Nos derniers instants...

Dominique Capo

Brève philosophique

Parfois, lorsque je suis témoin du comportement de certaines personnes envers leurs semblables, je me demande si eux et moi vivons sur la même planète ? Je me demande si nous vivons dans le même pays ? Je me demande si les valeurs auxquelles nous sommes attachées, et qui se déclinent dans les institutions de notre nation sous de multiples formes, ont la même signification pour tout le monde ?

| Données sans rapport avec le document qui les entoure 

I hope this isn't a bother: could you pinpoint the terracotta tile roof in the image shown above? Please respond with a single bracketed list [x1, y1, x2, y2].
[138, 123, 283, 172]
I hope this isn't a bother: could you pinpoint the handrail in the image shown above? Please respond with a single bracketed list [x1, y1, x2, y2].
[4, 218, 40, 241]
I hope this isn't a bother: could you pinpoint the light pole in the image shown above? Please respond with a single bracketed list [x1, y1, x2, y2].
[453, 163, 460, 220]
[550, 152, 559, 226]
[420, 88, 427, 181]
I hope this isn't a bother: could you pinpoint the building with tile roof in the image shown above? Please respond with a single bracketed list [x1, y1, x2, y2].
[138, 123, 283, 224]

Je me demande aussi si les emblèmes, si les enseignements, si les références, etc. nous sont communes. Si l'éducation, si ce qu'on leur a appris tout le long de leur enfance, de leur adolescence, ou de leur vie d'adulte, a la même importance à leurs yeux qu'aux miens. Je me demande pourquoi la violence et la peur, la haine et le ressentiment, la jalousie et le désir de soumettre l'autre à ses conceptions de ce que doit être l'existence de tout un chacun, sont les seules réponses qu'ils sont capables d'apporter ?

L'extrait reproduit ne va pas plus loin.